Siedmiotonowy roślinożerca
Dinozaur osiągał wagę ok. siedmiu ton. Te czworonożne, roślinożerne dinozaury o długich szyjach zamieszkiwały Patagonię pod koniec okresu kredowego. Wtedy to, 66 mln lat temu, doszło do uderzenia w Ziemię asteroidy, co doprowadziło do masowego wymierania dinozaurów.
Odkrycia dokonali naukowcy z kilku argentyńskich ośrodków naukowych podczas serii wykopalisk na terenie formacji skalnej La Colonia w prowincji Chubut.
Badacze wydobyli fragmenty kończyn przednich i tylnych, żeber oraz kręgu ogonowego. Jak podkreślają naukowcy, proces ekstrakcji kości ze skał był bardzo żmudny.
Drugi odkryty gatunek w rejonie
T. gimenezi jest drugim dinozaurem znalezionym w Chubut. W porównaniu z innymi tytanozaurami nie należy on do olbrzymów. Dla porównania, ten obszar zamieszkiwany był również przez gatunek Patagotitan mayorum, którego długość szacuje się na prawie 40 m, szyję na 12 m, a wagę na 70 ton.

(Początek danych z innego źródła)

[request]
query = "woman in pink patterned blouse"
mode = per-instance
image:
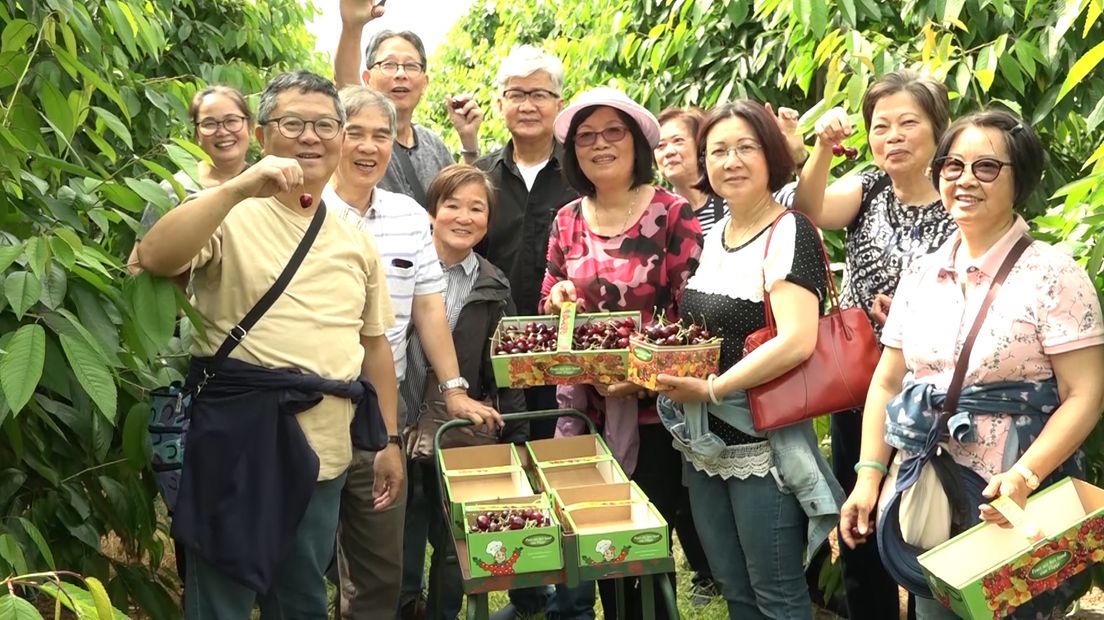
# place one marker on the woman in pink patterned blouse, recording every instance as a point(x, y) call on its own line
point(625, 245)
point(1032, 392)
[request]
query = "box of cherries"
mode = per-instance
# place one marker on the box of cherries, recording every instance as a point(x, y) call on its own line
point(573, 348)
point(679, 349)
point(511, 536)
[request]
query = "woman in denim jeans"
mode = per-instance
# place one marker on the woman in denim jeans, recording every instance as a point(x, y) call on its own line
point(762, 503)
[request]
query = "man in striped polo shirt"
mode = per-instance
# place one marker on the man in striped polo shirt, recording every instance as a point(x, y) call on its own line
point(370, 546)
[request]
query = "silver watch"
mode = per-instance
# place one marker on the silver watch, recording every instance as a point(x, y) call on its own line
point(453, 383)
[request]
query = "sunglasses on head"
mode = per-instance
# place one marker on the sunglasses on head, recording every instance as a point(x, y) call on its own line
point(985, 169)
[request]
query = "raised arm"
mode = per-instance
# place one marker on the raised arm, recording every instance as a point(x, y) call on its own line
point(354, 14)
point(177, 237)
point(836, 206)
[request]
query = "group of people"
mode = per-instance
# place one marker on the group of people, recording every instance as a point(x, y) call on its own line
point(417, 258)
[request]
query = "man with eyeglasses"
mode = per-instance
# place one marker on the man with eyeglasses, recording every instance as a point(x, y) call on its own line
point(394, 64)
point(267, 448)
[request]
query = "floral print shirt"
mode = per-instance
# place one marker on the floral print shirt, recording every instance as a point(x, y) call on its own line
point(1047, 306)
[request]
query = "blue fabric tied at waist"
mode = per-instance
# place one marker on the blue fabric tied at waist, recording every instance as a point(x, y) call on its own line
point(912, 414)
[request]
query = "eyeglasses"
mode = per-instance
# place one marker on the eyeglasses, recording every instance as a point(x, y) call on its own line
point(742, 150)
point(538, 96)
point(326, 128)
point(985, 170)
point(391, 67)
point(210, 126)
point(614, 134)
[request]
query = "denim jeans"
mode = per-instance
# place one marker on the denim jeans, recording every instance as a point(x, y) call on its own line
point(299, 591)
point(754, 538)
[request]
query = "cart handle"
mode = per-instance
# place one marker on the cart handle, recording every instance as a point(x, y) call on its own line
point(522, 416)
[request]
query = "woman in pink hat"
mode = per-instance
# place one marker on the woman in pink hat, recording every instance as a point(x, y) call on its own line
point(624, 245)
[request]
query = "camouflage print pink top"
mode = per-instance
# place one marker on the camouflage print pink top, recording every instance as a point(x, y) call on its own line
point(1047, 306)
point(644, 268)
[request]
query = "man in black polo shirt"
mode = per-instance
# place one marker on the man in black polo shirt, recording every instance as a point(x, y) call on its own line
point(530, 192)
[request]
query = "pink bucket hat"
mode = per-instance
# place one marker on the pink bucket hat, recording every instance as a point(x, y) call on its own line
point(614, 98)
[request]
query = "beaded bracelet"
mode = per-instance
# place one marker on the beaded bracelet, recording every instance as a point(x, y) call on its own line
point(712, 395)
point(872, 465)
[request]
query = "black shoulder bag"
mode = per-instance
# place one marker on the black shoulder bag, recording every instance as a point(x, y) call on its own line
point(170, 404)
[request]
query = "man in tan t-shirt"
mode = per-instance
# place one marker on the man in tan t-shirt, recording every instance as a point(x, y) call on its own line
point(329, 322)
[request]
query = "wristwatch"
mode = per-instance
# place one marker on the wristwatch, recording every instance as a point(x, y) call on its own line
point(453, 383)
point(1029, 477)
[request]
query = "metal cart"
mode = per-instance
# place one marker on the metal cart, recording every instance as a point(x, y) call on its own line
point(650, 570)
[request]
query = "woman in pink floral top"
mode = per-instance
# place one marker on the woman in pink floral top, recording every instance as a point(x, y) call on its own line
point(625, 245)
point(1040, 348)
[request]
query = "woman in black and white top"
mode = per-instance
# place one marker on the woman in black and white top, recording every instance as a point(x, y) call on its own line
point(757, 527)
point(892, 215)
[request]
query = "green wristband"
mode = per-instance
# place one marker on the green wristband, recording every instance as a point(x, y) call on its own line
point(872, 465)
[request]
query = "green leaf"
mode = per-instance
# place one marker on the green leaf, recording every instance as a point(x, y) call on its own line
point(38, 254)
point(21, 366)
point(154, 307)
point(54, 287)
point(22, 289)
point(14, 608)
point(8, 255)
point(1081, 68)
point(40, 543)
point(16, 35)
point(115, 124)
point(136, 435)
point(104, 609)
point(12, 554)
point(92, 373)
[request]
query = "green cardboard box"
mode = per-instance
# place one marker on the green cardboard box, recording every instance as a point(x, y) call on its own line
point(987, 572)
point(510, 552)
point(566, 450)
point(479, 473)
point(564, 365)
point(600, 471)
point(647, 361)
point(613, 523)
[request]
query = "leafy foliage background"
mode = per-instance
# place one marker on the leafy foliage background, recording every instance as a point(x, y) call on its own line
point(93, 116)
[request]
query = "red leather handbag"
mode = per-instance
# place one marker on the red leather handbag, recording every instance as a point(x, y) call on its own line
point(834, 378)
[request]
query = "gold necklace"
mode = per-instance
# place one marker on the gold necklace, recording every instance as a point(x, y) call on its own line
point(628, 211)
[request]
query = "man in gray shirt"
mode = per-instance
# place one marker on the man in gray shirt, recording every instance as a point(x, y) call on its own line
point(394, 64)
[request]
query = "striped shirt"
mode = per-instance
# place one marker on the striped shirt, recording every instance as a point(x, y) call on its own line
point(401, 228)
point(462, 279)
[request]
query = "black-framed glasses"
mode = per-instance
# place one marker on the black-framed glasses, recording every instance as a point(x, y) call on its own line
point(539, 96)
point(742, 150)
point(210, 127)
point(326, 128)
point(391, 67)
point(612, 134)
point(985, 169)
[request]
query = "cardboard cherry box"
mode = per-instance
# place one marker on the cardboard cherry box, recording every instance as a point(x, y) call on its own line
point(564, 365)
point(568, 450)
point(508, 551)
point(647, 361)
point(987, 572)
point(479, 473)
point(613, 523)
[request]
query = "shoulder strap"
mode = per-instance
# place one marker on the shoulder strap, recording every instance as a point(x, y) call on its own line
point(951, 404)
point(403, 157)
point(239, 332)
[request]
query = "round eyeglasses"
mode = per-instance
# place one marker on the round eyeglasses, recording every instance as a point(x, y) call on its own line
point(614, 134)
point(985, 169)
point(326, 128)
point(210, 126)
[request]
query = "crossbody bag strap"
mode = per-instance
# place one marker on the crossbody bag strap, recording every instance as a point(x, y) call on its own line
point(404, 161)
point(951, 404)
point(239, 332)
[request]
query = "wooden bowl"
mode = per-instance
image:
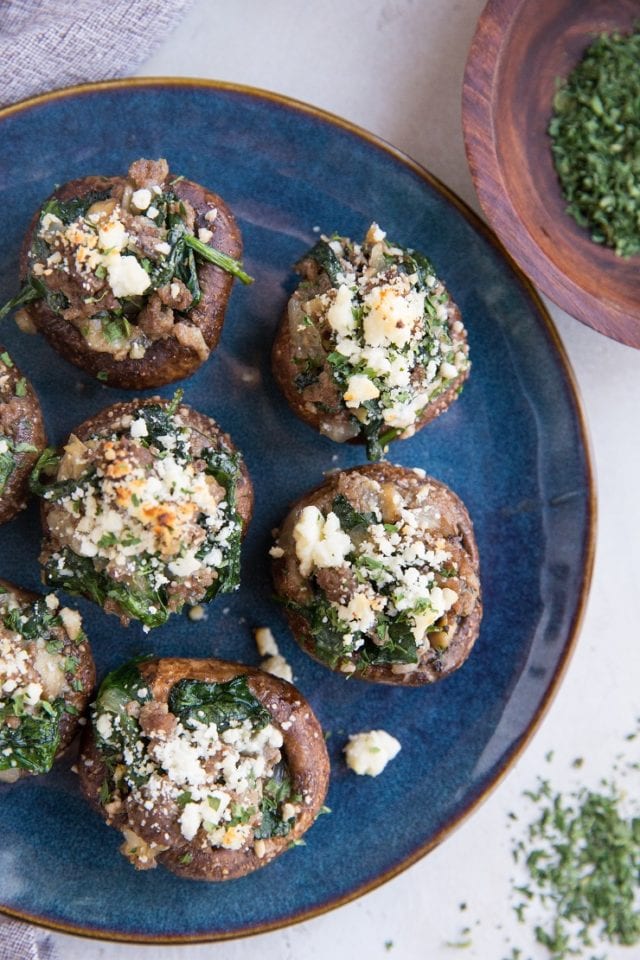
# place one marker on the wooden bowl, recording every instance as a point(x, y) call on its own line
point(519, 49)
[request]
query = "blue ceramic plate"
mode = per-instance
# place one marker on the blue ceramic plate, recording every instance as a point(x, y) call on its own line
point(513, 447)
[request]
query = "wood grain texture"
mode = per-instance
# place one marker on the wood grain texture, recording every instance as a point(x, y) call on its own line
point(519, 50)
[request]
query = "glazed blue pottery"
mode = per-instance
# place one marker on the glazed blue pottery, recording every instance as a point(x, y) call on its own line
point(513, 446)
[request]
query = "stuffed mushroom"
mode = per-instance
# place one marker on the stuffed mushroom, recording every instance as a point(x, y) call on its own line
point(129, 277)
point(144, 510)
point(46, 678)
point(209, 768)
point(377, 570)
point(22, 436)
point(371, 346)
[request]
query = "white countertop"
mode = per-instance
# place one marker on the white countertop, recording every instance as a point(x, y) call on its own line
point(395, 67)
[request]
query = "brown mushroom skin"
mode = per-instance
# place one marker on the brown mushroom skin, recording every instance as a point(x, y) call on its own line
point(304, 749)
point(324, 405)
point(21, 419)
point(208, 433)
point(85, 674)
point(166, 360)
point(291, 585)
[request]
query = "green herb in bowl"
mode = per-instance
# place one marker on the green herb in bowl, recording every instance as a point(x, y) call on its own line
point(595, 134)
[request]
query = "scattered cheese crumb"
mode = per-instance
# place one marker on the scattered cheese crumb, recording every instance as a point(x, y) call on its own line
point(277, 666)
point(198, 612)
point(368, 753)
point(141, 198)
point(265, 642)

W tamtym czasie lokalne środowisko było zdominowane przez ujścia rzek lub laguny, miało zróżnicowaną florę, obejmującą palmy i drzewa iglaste.

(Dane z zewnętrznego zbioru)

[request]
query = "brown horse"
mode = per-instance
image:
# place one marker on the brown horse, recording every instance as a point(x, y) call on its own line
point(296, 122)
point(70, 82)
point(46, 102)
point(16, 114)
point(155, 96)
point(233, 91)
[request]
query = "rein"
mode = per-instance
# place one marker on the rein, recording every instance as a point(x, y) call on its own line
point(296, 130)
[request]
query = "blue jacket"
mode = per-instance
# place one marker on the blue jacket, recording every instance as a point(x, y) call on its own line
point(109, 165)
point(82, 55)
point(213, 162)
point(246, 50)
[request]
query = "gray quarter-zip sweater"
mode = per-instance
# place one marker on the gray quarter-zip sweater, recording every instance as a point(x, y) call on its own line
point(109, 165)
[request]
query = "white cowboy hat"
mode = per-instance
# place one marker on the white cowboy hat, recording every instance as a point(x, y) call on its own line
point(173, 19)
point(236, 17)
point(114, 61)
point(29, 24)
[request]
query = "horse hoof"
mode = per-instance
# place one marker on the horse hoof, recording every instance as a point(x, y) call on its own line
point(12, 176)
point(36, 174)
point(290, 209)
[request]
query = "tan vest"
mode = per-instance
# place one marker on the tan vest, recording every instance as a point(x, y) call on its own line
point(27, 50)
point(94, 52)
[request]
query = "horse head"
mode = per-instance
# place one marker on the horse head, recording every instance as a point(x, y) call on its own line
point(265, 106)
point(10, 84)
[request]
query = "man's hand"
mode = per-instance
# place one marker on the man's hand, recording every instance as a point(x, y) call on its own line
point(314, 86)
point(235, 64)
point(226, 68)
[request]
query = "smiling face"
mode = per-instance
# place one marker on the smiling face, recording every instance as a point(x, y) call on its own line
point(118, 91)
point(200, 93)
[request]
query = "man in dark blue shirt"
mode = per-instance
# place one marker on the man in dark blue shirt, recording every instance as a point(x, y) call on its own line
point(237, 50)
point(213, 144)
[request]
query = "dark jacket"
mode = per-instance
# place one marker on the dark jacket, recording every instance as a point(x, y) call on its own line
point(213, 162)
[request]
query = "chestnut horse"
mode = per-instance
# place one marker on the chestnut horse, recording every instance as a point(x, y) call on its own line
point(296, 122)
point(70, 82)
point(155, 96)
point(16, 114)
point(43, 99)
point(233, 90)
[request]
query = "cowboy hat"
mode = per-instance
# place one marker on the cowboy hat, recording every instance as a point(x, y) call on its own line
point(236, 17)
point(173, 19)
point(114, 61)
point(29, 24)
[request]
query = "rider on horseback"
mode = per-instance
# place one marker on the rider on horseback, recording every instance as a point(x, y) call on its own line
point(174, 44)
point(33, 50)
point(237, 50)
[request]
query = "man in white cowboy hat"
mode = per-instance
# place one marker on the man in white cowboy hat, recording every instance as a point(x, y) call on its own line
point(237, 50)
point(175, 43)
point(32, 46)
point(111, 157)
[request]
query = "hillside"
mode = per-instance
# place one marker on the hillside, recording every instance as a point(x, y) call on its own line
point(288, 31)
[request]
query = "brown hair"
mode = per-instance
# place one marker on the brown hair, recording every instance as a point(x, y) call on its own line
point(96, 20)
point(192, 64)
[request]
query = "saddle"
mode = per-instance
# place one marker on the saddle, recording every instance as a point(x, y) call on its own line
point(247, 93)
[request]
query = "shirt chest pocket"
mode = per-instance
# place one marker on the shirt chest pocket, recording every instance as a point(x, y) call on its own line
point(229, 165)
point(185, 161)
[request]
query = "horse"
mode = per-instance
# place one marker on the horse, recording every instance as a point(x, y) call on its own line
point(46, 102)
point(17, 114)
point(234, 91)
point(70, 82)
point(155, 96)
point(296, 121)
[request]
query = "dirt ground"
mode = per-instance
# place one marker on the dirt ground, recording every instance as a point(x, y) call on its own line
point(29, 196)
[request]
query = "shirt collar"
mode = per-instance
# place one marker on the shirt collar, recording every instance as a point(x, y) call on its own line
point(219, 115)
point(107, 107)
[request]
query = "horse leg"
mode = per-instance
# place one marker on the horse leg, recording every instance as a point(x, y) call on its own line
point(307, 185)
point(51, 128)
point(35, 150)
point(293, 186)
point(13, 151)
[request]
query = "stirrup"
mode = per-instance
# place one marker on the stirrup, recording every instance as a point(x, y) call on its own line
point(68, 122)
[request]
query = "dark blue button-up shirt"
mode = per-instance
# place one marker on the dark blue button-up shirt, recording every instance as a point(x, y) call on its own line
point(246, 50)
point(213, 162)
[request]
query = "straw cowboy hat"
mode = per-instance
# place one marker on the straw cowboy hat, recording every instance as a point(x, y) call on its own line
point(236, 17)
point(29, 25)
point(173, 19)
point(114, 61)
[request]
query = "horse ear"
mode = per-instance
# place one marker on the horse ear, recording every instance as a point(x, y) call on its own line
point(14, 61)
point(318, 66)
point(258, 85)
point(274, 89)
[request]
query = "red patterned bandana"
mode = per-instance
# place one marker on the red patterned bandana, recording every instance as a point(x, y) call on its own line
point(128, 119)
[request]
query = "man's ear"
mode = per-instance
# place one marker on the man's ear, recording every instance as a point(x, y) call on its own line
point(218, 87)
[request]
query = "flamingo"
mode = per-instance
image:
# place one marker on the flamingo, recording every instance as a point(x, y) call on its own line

Nawiązanie do tytanomachii
Nazwa, jaką autorzy odkrycia nadali nowemu gatunkowi, przywodzi na myśl tytanomachię, bitwę, którą w mitologii greckiej stoczyli bogowie olimpijscy z Tytanami, w której ci drudzy zostali pokonani. Naukowcy chcieli w ten sposób nawiązać do wyginięcia dinozaurów.